Here’s a conundrum. I love paranormal romance, but I also have a not-so-hidden fascination for those decidedly decadent millionaire-laden category romances filled with mansions and galas.
Luckily for me, Kristin Miller wrote Gone with the Wolf, the first book in her Seattle Wolf Pack series, which just happens to feature as hero one cold, logical, extremely handsome CEO of a multi-million dollar real estate holdings company, Drake Wilder. Plenty of mansions and galas here to drool over as he falls for the bartender-turned-temp.
Oh, I’m sorry…did I not mention he’s a 300 year old werewolf and she’s his destined mate?
That’s right. Miller has managed to combine two tropes I love – paranormal romances with a destined mate element and those delicious fantasy-imbued millionaire romances – into one novel. The end result is something closer to the category style of romance in tone, but with plenty of paranormal deliciousness for readers who like that but don’t want to be inundated with a ton of world-building (I for one don’t mind excessive world-building, but not everyone feels that way).
Emelia Hudson is not only a bartender but a bar-owner, that is, until she’s notified that Drake Wilder’s company has purchased her building, which means either her deed is worthless or Wilder is a ruthless shark bent on ruining the little guy. She needs money and access to figure out what’s going on, so working as a temp for his company seems like a good way to weasel her way under his defenses and challenge him with the truth.
Emelia gets under Drake’s defenses all right. A couple of stolen moments at his company’s Halloween party (where she is dressed as Little Red Riding Hood, naturally, since he’s really the Big Bad Wolf) and Drake is faced with the startling conclusion that this human is his Luminary – his destined mate for whom he’s searched for centuries and given up as a myth.

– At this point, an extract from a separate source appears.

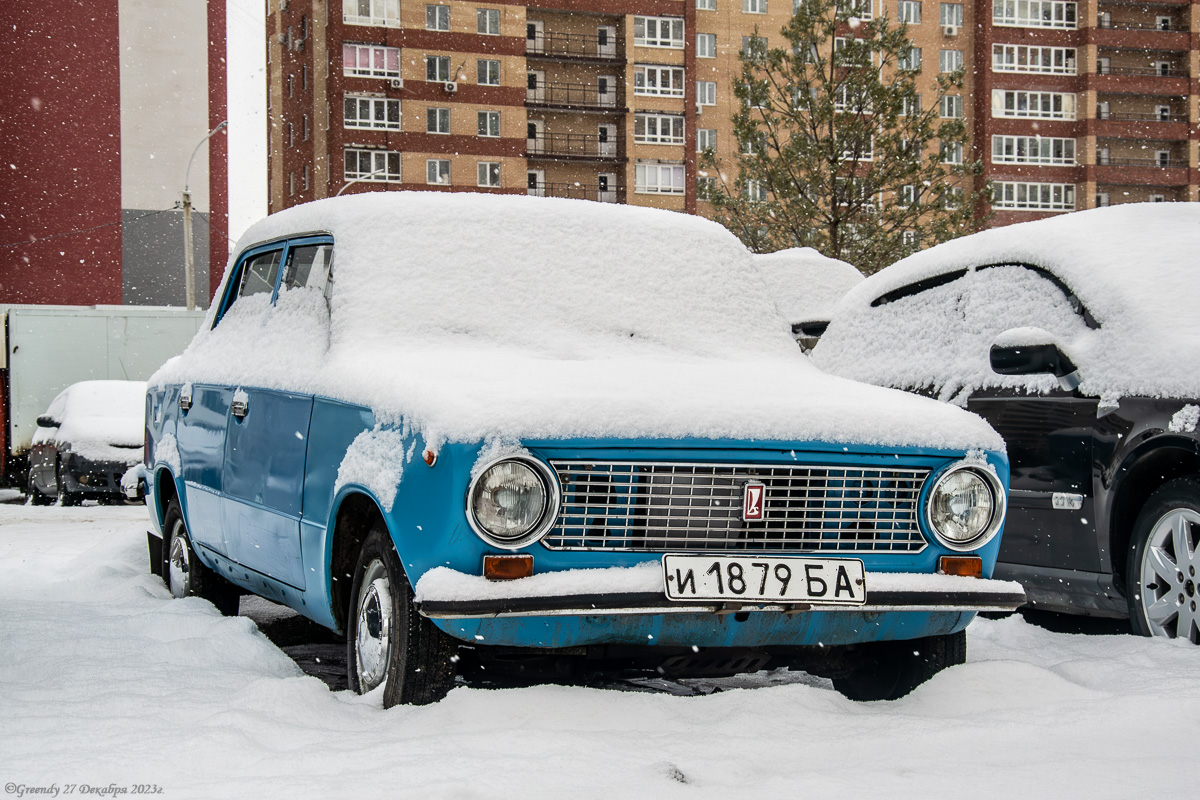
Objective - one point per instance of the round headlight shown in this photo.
(965, 507)
(509, 500)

There are some startling ripples in the pond from this development. Drake’s father willed the alpha slot of his pack to whichever of his sons found their destined mate first, and the stalemate has kept things calm between Drake and his unstable twin, Silas, a calm that has clearly preceded the storm that finding Emelia is about to unleash.
But she knows nothing about Drake being a werewolf, and in fact can barely stand him as a person since she’s so threatened by his company’s actions. Yet as Emelia tries to reconcile the facts with what her instincts are proclaiming – that despite her experience of one untrustworthy man after another, Drake might just be the real thing – her feelings help her fight through obstacle after obstacle to try and make their connection work for both of them.

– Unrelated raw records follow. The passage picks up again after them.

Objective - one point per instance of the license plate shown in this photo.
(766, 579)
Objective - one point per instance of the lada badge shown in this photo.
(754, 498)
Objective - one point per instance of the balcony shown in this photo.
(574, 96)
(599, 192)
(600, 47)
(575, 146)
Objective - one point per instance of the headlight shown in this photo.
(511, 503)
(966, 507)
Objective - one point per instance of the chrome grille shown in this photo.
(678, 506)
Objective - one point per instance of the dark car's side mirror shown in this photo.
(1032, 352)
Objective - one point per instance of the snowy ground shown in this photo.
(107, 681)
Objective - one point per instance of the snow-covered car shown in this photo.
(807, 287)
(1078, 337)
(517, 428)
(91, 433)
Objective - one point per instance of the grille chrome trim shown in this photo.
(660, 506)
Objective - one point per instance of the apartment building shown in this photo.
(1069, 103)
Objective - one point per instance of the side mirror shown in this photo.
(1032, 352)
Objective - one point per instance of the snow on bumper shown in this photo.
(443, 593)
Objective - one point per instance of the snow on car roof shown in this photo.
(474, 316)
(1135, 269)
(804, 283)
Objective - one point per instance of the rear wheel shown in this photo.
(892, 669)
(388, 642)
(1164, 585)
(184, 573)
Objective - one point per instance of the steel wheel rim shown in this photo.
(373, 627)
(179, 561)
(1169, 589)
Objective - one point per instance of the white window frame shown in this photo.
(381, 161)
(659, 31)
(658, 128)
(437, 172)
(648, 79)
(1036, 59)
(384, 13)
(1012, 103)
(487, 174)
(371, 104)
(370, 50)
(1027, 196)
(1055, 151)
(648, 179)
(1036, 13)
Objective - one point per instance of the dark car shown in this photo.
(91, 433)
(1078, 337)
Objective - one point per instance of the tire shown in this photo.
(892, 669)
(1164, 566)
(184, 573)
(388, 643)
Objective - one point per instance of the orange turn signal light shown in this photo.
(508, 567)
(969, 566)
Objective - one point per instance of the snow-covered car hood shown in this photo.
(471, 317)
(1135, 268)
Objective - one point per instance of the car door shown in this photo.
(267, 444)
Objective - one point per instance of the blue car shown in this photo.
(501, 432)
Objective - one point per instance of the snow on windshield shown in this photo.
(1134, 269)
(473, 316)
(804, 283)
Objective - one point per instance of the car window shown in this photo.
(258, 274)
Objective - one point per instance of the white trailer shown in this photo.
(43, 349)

With any other writer, I’d be scoffing at so many elements thrown together, and when I say this reminds me of a yummy category romance, I mean it. Both characters have the occasional TSTL moment, there is layer upon layer of misunderstanding, they take two steps forward and then one step back, etc., yet Miller somehow builds enough emotion and character depth that you are ready to accept it as part of the story, letting you sit back and enjoy the ride.
Since this is the start of Miller’s Seattle Wolf Pack series, I’ll be interested to read the next book in the series, Four Weddings and a Werewolf, due to come out next week. Featuring one of Emelia’s bodyguards – the cold and remote Logan – partnered with a wedding planner who hates werewolves, it’s bound to be interesting. 🙂 At a mere $2.99 a pop, these books are also priced just right for regular consumption.